TEHRAN, May 29 - The Scottish government has released a parliamentary bill to set out rules for a fresh independence referendum, a move opposed by the British government.
TEHRAN, Young Journalists Club (YJC) - Scotland’s First Minister Nicola Sturgeon tweeted on Wednesday that the bill was meant to prevent a UK withdrawal from the European Union to negatively impact Scotland, a region where most of the people are opposed to Brexit.
“Just published a bill to set the rules for an independence referendum - to allow the Scottish people to choose our own future rather than having a Brexit future imposed on us,” said Sturgeon.
The top pro-independent Scottish politician, whose ruling Scottish National Party (SNP), has repeatedly clashed with London over Brexit, said that the next prime minister in London should respect the demand of the devolved Scottish government for holding a new independence vote on its own proposal.
“It is essential the UK government recognizes that it would be a democratic outrage if it seeks to block such a referendum – indeed, any such stance would, in my view, prove to be utterly unsustainable,” she said in a statement.
A majority of Scots opposed leaving the EU in the June 2016 referendum in which 52 percent in Britain as a union voted for Brexit.
Sturgeon and the SNP have revived the calls for independence in the light of growing discontent in Scotland that a hard Brexit would pose great risks to the economic wellbeing of the region north of the English border.
Polls since the Brexit referendum have shown that support for Scottish independence has grown although some 55 percent of Scots voted against such secession in a 2014 referendum on separation.
The independence bill proposed by the SNP does not set a date for a new vote, which London has said will oppose.

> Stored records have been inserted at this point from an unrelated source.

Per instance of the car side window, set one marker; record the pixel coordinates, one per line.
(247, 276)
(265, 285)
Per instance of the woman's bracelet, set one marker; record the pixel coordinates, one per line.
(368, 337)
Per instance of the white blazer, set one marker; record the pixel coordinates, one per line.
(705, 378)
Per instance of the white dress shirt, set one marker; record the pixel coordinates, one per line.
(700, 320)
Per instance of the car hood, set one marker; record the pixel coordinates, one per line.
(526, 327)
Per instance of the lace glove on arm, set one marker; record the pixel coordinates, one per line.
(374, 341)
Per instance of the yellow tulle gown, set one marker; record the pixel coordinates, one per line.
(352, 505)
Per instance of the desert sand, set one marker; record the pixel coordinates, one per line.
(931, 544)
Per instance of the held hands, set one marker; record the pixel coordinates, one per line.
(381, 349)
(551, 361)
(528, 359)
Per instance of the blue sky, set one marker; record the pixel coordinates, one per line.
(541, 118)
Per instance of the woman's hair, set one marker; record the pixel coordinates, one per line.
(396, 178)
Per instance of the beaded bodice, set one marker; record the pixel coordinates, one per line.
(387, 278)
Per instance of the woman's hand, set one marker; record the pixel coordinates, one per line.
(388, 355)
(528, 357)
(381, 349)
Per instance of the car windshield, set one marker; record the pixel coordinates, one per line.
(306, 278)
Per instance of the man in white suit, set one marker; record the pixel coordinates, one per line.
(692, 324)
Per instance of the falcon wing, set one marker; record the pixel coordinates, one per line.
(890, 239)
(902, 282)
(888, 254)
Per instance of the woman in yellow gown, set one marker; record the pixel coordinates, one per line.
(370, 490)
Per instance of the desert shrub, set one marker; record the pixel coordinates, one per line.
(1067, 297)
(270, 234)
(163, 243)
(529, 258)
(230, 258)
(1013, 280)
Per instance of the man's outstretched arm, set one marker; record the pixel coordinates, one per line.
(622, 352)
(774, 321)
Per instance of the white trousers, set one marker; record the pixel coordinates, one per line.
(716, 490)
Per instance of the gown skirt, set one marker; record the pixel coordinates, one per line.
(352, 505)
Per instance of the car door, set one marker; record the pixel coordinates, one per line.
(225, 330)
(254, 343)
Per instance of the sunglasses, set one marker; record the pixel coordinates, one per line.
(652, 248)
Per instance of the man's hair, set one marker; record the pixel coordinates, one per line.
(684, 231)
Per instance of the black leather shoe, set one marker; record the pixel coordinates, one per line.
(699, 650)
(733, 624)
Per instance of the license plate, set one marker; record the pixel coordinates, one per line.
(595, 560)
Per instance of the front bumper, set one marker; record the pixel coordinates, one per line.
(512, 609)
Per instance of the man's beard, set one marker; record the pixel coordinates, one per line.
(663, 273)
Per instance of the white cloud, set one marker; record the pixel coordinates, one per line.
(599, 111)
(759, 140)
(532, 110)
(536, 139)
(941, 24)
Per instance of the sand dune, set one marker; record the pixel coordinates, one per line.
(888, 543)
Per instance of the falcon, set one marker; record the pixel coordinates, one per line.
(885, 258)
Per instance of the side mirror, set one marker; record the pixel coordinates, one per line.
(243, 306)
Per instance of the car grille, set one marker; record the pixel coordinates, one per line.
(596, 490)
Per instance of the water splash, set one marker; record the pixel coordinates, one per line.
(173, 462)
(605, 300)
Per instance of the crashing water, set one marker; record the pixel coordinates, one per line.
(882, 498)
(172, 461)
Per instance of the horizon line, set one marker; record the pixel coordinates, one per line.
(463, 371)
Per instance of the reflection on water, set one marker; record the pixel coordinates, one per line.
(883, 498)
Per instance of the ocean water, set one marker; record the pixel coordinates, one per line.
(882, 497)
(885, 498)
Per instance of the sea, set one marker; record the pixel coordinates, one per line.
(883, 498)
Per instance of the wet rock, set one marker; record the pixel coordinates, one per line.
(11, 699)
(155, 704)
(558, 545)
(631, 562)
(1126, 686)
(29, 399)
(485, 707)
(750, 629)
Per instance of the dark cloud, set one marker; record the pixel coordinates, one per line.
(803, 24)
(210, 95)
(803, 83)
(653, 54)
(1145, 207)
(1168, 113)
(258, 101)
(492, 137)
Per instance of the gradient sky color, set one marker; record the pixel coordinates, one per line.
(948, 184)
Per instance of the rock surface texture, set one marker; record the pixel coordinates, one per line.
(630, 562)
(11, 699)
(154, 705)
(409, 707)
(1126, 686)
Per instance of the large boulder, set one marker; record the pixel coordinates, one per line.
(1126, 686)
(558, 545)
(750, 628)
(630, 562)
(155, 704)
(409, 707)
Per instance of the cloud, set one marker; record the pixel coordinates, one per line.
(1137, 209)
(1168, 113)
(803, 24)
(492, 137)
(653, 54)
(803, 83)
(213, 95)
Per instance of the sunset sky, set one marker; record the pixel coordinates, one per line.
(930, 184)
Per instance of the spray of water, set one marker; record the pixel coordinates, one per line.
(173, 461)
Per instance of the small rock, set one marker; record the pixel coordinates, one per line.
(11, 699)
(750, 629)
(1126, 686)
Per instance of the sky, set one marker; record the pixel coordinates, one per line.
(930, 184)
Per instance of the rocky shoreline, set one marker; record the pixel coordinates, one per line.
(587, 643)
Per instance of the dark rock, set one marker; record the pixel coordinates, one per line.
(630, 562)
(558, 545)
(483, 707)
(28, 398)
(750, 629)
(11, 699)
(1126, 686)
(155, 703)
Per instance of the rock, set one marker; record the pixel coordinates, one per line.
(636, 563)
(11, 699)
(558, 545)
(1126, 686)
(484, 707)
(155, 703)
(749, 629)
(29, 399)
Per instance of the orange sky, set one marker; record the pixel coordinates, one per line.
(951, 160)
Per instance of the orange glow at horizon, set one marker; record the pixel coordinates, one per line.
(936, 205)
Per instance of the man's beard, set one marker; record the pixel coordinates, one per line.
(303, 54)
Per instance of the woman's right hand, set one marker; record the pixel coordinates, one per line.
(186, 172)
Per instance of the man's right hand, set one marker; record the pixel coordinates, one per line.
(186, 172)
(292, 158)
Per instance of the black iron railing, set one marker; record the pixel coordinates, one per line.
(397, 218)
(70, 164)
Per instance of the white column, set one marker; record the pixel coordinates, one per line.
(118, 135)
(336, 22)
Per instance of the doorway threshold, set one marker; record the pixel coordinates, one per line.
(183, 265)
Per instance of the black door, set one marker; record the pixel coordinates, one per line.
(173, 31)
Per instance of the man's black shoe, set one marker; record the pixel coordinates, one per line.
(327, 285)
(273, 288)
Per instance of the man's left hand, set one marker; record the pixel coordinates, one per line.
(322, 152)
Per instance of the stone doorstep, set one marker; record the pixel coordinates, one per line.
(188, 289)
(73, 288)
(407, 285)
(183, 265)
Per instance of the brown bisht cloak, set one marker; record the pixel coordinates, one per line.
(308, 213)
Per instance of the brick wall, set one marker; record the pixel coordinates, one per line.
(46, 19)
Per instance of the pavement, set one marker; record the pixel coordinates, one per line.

Sturgeon, however, told the BBC on Tuesday that the vote could be hold in the latter half of 2020.
Current British Prime Minister Theresa May, who announced Friday she will resign imminently, has repeatedly opposed a new independence vote for Scotland, saying the 2014 referendum should have settled the debate for a generation.
Candidates to replace May are mostly of the same view and a majority of them seek a clean break from the EU at the end of October.